Recovery Connections

John Schwary is CEO of Transitional Living Communities, an 900-bed recovery program he founded in Mesa, Arizona January 9, 1992, when he had a year sober. He's in his 30th year of recovery.

In these posts, he views life mostly through the lenses of recovery. While the blog is factual, he often disguises events and people to protect anonymity.

Thursday, December 26, 2019


So here we are once more on the cusp of a new year. And it seems like January of 2019 just kicked off yesterday.

I don't know if I accomplished anything this year, though I did complete a divorce. Which was a relief from the anxiety of court appearances and wondering how much my legal bills were going to be for the next month.

I've never made New Year's resolutions. I'm not sure why I don't engage in that tradition. But when I got sober I made one big resolution: to live the best lifestyle I could. And I knew that I didn't have to wait till the beginning of the year to kick it off.

When I got sober almost 29 years ago I made a resolution to live the best life I could. And for me, the best life I could live is one where I was fit and healthy in all ways. Emotionally. Physically. Financially. Spiritually.

So I did things to maintain my sobriety and recovery by going to twelve-step meetings. After I had a year sober I started a side business running a recovery program while working a 9-to-5 job. However, circumstances changed and I ended up having to leave my 9-to-5 job to run the recovery program full-time because it grew so rapidly it required my full-time attention.

But I did more than just go to meetings and build a business. I began reading one to two books a month. I got involved in weightlifting and playing racquetball at the YMCA, a gymnasium I used for nearly 20 years until they sold the building. I also took a course in transcendental meditation, a practice I did for about 15 years until I switched over to mindfulness meditation. Meditation was a practice that was so good for me that I eventually obtained a certificate as a meditation instructor.

The picture I'm trying to paint here is one of being involved in constant improvement. I guess it's all right to set goals or make New Year's resolutions. However, that hasn't been my best way to get things done. I believe that we improve our lives by getting involved in something that we can do one day at a time, bit by bit, inching along with progress and not necessarily hurrying toward a goal where we stop moving when we reach our destination.
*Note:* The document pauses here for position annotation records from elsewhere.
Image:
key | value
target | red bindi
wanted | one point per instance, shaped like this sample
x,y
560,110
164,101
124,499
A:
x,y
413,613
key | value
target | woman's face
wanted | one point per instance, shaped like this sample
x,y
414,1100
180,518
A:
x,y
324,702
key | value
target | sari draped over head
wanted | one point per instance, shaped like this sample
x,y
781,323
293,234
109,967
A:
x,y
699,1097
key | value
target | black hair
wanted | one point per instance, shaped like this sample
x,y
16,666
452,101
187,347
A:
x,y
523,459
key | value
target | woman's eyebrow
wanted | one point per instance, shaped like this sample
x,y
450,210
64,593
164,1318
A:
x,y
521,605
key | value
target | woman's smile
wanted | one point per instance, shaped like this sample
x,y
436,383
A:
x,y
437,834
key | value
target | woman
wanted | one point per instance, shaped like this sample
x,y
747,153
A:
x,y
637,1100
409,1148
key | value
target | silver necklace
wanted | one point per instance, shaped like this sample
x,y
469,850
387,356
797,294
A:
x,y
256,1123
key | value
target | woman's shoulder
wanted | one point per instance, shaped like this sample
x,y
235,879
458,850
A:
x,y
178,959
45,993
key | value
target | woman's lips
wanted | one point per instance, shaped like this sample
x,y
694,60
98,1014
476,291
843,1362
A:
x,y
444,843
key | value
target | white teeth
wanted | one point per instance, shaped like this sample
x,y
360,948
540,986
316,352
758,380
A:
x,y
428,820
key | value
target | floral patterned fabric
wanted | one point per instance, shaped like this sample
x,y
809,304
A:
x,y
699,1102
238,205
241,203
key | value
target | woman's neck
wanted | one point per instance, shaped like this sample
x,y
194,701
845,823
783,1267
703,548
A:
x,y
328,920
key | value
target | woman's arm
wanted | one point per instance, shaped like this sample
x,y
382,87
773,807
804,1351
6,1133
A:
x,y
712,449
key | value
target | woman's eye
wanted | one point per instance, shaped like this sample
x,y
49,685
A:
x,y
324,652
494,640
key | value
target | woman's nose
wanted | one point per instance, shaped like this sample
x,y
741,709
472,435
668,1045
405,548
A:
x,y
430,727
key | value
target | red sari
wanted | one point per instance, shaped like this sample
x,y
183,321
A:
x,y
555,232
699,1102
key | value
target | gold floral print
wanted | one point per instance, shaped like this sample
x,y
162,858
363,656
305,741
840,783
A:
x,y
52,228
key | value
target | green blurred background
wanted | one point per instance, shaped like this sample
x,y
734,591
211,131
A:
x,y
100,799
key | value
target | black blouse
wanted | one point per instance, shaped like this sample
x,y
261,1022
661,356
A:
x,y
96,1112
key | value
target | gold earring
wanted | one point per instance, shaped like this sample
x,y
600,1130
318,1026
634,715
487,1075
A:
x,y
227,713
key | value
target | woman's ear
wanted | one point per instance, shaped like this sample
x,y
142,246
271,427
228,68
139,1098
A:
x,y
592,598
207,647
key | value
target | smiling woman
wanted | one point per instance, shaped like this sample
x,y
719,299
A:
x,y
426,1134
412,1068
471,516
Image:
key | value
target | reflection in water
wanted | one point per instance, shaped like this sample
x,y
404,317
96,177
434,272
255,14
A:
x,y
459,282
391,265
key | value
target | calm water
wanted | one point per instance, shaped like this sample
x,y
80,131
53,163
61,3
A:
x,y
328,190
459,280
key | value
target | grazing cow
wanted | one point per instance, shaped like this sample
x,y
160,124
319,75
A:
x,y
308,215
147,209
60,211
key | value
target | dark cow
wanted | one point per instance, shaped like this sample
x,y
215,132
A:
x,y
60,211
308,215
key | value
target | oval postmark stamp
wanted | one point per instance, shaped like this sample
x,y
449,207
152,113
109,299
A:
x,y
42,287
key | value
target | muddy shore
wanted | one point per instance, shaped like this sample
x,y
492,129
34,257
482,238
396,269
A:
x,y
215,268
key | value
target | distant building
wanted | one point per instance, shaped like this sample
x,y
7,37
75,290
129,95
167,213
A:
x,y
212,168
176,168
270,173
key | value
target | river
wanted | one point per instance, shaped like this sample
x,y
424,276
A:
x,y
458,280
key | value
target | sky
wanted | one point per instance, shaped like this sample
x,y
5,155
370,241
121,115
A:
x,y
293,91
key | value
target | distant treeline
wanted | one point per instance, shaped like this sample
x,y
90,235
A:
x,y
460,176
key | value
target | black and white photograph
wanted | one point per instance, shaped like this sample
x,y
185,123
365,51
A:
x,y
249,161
I believe that a well-lived life is one where we can continue to grow, where we can be a benefit to the community and give others the opportunity to improve their lives.

I'm not saying don't make a resolution because you're not going to listen anyway. For if you're an addict like I am, you'll learn your own lessons as you try different things. But for your sake and the sake of society do something positive – no matter what it is – because whatever you do positive will contribute to us living in a better world.

When we're out there living positive lives other addicts and alcoholics might notice us and want to follow our example. What better gift could you give the world?